Justifier le sort prévu des animaux à l’issue de la procédure.
Le tissu cérébral des animaux utilisés dans ce projet est analysé par histologie pour mettre en correspondance les analyses à l’échelle cellulaire et les observations réalisées dans les images in vivo. Pour réaliser ces analyses, tous les animaux seront mis à mort à la fin de la procédure.
Application de la règle des "3R"
1. Remplacement
Nous nous sommes assurés de l’inexistence d’approches alternatives in vitro qui pourraient être utilisées pour reproduire l’interaction entre cellules tumorales et cellules vasculaires cérébrales. Cette recherche n’a pas identifié de solution in vitro alternative pour notre étude. En effet les méthodes in vitro basées sur la culture cellulaire ne présentent pas les systèmes de communication multicellulaires nécessaires pour ce projet.
2. Réduction
Le nombre de souris nécessaire à nos travaux a été réduit au minimum sans compromettre l’interprétation statistique de nos résultats : au final 20 animaux par groupe et 9 groupes sont prévus, pour un total de 180 souris sur 5 ans.

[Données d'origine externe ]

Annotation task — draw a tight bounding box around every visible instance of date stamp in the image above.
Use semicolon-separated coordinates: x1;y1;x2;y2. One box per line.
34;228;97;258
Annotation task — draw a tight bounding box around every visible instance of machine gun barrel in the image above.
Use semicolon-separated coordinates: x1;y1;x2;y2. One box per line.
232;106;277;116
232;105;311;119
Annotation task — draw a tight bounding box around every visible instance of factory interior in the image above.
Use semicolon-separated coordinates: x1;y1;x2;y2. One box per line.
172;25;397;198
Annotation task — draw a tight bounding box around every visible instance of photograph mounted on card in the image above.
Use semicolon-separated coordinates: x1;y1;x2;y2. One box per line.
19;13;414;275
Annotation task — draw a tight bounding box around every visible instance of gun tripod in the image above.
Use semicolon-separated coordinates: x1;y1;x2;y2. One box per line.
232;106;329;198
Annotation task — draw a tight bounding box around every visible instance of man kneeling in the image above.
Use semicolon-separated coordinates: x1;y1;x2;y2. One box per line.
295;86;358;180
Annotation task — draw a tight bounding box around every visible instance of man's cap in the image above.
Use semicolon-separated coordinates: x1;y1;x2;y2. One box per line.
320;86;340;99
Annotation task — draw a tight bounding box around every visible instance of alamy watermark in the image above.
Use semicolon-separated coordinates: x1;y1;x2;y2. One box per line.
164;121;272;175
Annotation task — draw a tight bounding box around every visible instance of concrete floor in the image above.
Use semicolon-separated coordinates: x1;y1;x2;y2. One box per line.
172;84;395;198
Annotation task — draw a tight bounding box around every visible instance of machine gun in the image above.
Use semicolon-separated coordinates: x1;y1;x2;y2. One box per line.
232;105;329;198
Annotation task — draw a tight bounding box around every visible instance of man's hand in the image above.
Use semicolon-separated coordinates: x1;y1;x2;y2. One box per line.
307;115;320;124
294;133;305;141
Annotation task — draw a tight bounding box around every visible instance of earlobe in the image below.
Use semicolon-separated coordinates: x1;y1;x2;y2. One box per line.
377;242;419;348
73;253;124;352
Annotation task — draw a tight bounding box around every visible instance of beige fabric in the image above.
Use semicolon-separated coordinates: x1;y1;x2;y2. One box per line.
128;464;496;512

Pour obtenir ces 20 animaux par groupe, nous avons pris en compte i) les problèmes d’implantation/croissance tumorale (15 pourcent), ii) les problèmes lors de l’imagerie (20 pourcent, principalement du au mouvement, risque à compter deux fois puisque l’imagerie est faite avant et après traitement sur chaque animal). Des groupes de 12 animaux complets (i.e. avec toutes les données IRM avant et après) seront suffisant pour obtenir une démonstration statistique. Ce chiffre a été obtenu suite aux calculs effectués dans G-Power (www.gpower.hhu.de) pour un size-effect de 1.25. Pour obtenir ces 12 animaux, et en considérant le risque maximal (12×1.15×1.2×1.2), 20 animaux seront donc commandés par groupe. De plus 6 souris servirtont à la mise au point la procédure d’implantation tumorale.
3. Raffinement
L’état de santé des animaux sera surveillé tout au long de l’expérience et évalué grâce à une grille codifiant le niveau de douleur (critères pris en compte : prostration, renfoncement des yeux, arrêt du nettoyage du pelage). Cela nous permettra d’intervenir immédiatement et de manière appropriée dès le moindre signe de souffrance (notamment, suppression de la douleur grâce à l’administration d’antalgiques). L’environnement sera enrichi selon le programme mis en place par l’animalerie. Suite au transport, qui sera réalisé part un transporteur agréé, les animaux auront une semaine d’acclimatation avant le début des expériences.
Expliquer le choix des espèces et les stades de développement y afférents.
La souris représente l’espèce la plus adaptée au type de recherche que nous menons. En effet, le cerveau de souris permet une analyse neuroanatomique de haute résolution concernant les réseaux cellulaires et vasculaires. Sa taille est compatible avec la microdissection d’aires cérébrales d’intérêt permettant des analyses biochimiques ou moléculaires. Enfin, cette espèce a été bien étudiée par la communauté scientifique et nous disposons maintenant d’outils génétiques spécifiques à cette espèce et d’intérêt dans notre projet. Les animaux seront adultes, pour travailler sur un cerveau mature et stable.